An alternative is the OmegaCo city, a Blade Runner-esque metropolis where everyone is obsessed with buying and selling Omega, a deliberately unexplained substance that gives off a purple glow wherever it's found. "We decided to do a psychological trick," says Librande. "With other [negative technologies] in the base game, like oil drilling, the Sims complain. With this, everyone wants Omega. The Sims applaud you." Even though OmegaCo spews pollution, Sims will abandon the city in protest if you shut it down.
While Omega is a cash cow, it requires many resources, including oil, ore, power, and water to produce. But once you really get the Omega (and cash) flowing, you can afford to send out the drones, also built by OmegaCo. These drones don't spy on people; they act as personal shoppers for Sims (these are called BuyDrones), fight fires, catch criminals, and heal injuries. Like cell phones, the BuyDrones run on a subscription service—they hook you with the free drones, and keep you coming back for more with a subscription (all resulting in more money for OmegaCo and you, by extension).
The Academy city and OmegaCo don't exist in vacuums. If an Academy city happens to be in the same region as an OmegaCo city, the Omega-loving Sims can have access to Academy technology, as long as the OmegaCo mayor purchases access to ControlNet.
The realistic urban planning aspects of SimCity are a bit obscured by Cities of Tomorrow, which is probably not the most accurate simulacrum of the future. But here's one aspect of the expansion pack that we know is accurate, and that will only become more accurate as time goes on: There is a push-pull between expensive clean technology and lucrative, dirty technology that produces the technology we are addicted to using every second of the day.

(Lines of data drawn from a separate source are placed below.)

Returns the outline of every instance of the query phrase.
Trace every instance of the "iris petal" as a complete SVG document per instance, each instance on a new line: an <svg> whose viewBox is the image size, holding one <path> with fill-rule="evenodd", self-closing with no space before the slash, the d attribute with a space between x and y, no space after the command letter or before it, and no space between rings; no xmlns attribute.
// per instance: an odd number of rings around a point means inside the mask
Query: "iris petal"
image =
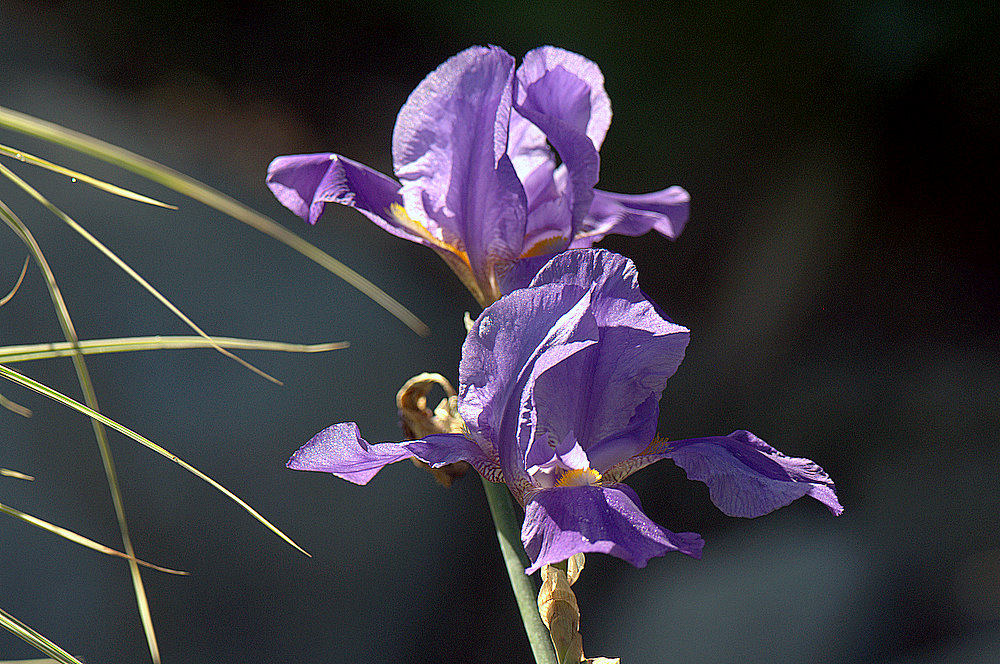
<svg viewBox="0 0 1000 664"><path fill-rule="evenodd" d="M515 106L520 115L544 132L562 159L562 166L553 171L552 177L555 186L562 190L564 204L570 210L571 228L566 229L567 237L576 235L590 209L600 172L597 148L583 131L574 126L574 122L579 122L575 117L580 115L579 109L565 103L567 98L586 99L581 94L583 91L573 89L582 86L575 76L557 68L531 84L525 90L525 98ZM568 178L568 186L559 186L559 178L562 177ZM529 231L534 226L542 225L541 221L532 220Z"/></svg>
<svg viewBox="0 0 1000 664"><path fill-rule="evenodd" d="M534 389L545 395L535 398L539 419L562 421L575 430L585 441L593 467L604 472L649 444L660 394L684 359L689 333L646 299L635 265L618 254L560 254L533 281L543 283L594 289L591 313L600 330L597 349L590 358L574 356L565 366L540 375ZM584 359L588 367L579 365ZM568 384L576 387L562 387Z"/></svg>
<svg viewBox="0 0 1000 664"><path fill-rule="evenodd" d="M288 209L315 224L327 203L347 205L393 235L428 244L393 214L399 183L356 161L329 152L278 157L267 168L267 186Z"/></svg>
<svg viewBox="0 0 1000 664"><path fill-rule="evenodd" d="M589 247L605 235L644 235L655 230L676 239L688 220L691 195L681 187L667 187L650 194L613 194L594 190L580 230L571 246Z"/></svg>
<svg viewBox="0 0 1000 664"><path fill-rule="evenodd" d="M558 285L511 293L480 314L462 346L459 414L496 446L508 485L527 479L534 423L519 413L534 374L597 339L581 295Z"/></svg>
<svg viewBox="0 0 1000 664"><path fill-rule="evenodd" d="M688 479L707 484L712 502L729 516L760 516L802 496L812 496L834 515L844 511L822 468L785 456L749 431L671 441L659 456L672 459Z"/></svg>
<svg viewBox="0 0 1000 664"><path fill-rule="evenodd" d="M503 49L462 51L410 94L392 140L406 211L463 249L476 280L496 297L495 266L520 255L527 216L506 154L513 76L514 59Z"/></svg>
<svg viewBox="0 0 1000 664"><path fill-rule="evenodd" d="M462 350L459 411L497 446L508 479L524 476L533 446L571 431L603 472L648 445L687 341L687 329L645 298L631 261L569 251L476 321Z"/></svg>
<svg viewBox="0 0 1000 664"><path fill-rule="evenodd" d="M486 306L509 292L502 286L521 258L589 247L613 232L680 233L687 193L679 187L638 196L594 189L610 122L604 76L587 58L543 46L515 73L503 49L473 47L431 72L400 110L399 182L323 153L275 159L267 184L309 223L339 203L431 247Z"/></svg>
<svg viewBox="0 0 1000 664"><path fill-rule="evenodd" d="M670 551L700 558L704 545L697 533L673 533L651 521L625 485L538 491L525 505L521 541L528 574L577 553L607 553L645 567Z"/></svg>
<svg viewBox="0 0 1000 664"><path fill-rule="evenodd" d="M491 482L502 482L498 460L487 454L480 445L465 436L452 433L425 436L422 440L400 443L432 468L450 463L467 461L479 474Z"/></svg>
<svg viewBox="0 0 1000 664"><path fill-rule="evenodd" d="M459 434L433 434L422 440L371 444L358 425L343 422L327 427L300 447L287 466L293 470L331 473L355 484L368 484L390 463L414 457L434 467L468 461L483 477L500 481L496 460Z"/></svg>
<svg viewBox="0 0 1000 664"><path fill-rule="evenodd" d="M594 147L600 150L604 136L608 133L608 127L611 126L611 99L604 90L604 74L597 64L572 51L555 46L540 46L525 54L517 70L517 78L523 85L531 85L557 67L581 81L586 86L588 96L586 116L579 112L566 113L563 117L571 118L574 126L585 133ZM583 108L579 99L560 103L564 107L581 110Z"/></svg>
<svg viewBox="0 0 1000 664"><path fill-rule="evenodd" d="M354 422L323 429L288 460L293 470L332 473L355 484L368 484L383 467L413 456L399 443L371 445Z"/></svg>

If some higher power (like a SimCity mayor) decided to shut down all the companies that make our laptops, cell phones, and televisions in the name of environmental preservation, we'd all be pretty pissed off. That's not the answer. As Librande explains: "The OmegaCo city and the Academy city can help each other out. But it's a puzzle. You want both, and it's difficult to get them into harmony."
Cities of Tomorrow goes on sale November 14th.